As the boys started up the stairs, the men fell behind and lowered their voices. “How do you like that!” Jerry declared. “Russ Parker is in with these characters.”
“I can hardly believe it,” Sandy said miserably. “Anyhow, at least I know Dad is okay—so far,” he amended.
“No conversation, please,” Kruger ordered sharply.
“Parker, you sneak,” Sandy said bitterly, “you won’t get away with this. The authorities know my dad and his friends are missing. And when we don’t show back at the airfield there’ll be even more search planes combing this area.”
The pilot began to laugh. “No one knows your father and the others are missing. No one at all. By now the hotel has received a telegram from Skagway saying that Professor Crowell and his party returned there on urgent business and that someone will pick up their luggage and pay their hotel bill.”
Sandy was confused. “But—but what about the people at the airport? You said there were search planes out looking for the missing plane.”

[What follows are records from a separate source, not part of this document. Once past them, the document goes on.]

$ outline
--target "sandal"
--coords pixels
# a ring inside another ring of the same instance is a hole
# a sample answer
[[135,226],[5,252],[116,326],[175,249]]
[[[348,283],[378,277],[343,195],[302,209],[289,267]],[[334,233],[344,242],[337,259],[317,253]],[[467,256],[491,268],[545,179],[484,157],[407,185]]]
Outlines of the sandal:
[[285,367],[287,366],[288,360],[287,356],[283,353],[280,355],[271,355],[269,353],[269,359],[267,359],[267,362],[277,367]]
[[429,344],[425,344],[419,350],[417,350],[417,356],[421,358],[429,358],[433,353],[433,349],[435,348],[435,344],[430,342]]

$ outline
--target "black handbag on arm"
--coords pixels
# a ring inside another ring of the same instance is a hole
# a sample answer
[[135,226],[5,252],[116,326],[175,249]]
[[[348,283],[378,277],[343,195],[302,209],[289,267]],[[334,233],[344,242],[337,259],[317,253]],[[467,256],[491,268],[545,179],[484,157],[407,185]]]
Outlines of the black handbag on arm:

“There is no missing plane. Yesterday morning four men rented a plane. Last evening the plane returned—with four men. There was another crew on duty at the airport. They couldn’t suspect that the passengers were four different men.”
Kruger seemed to enjoy the boys’ discomfort. “By the time the American authorities discover that any of you are missing you will be well out of reach in Siberia.”
“Across that narrow stretch of water we were talking about,” Parker taunted them. “The Bering Strait.”
The man with the gun took them through a series of tunnels that slanted up steeply through the mountainside. The ascent was severe, and every ten minutes or so they would stop to rest. When they emerged into the open again, Sandy saw that they were at the site of the main diggings. The terrain was pockmarked with shafts and tunnels. Rusty train tracks disappeared into the gloomy mine tunnels, and abandoned dump cars tilted up through the snow drifts about the entrances. Far below, the main building of the Kennecott mine squatted at the foot of the mountain; from this perspective it reminded Sandy of a miniature cardboard house sitting on a floor of cotton beneath a Christmas tree. They followed a path around a bend to the mouth of a huge tunnel. To one side of it a flaking, rusted cable car rocked gently from a metal cable that was equally rusted. It scraped and screeched monotonously at the slightest gust of wind.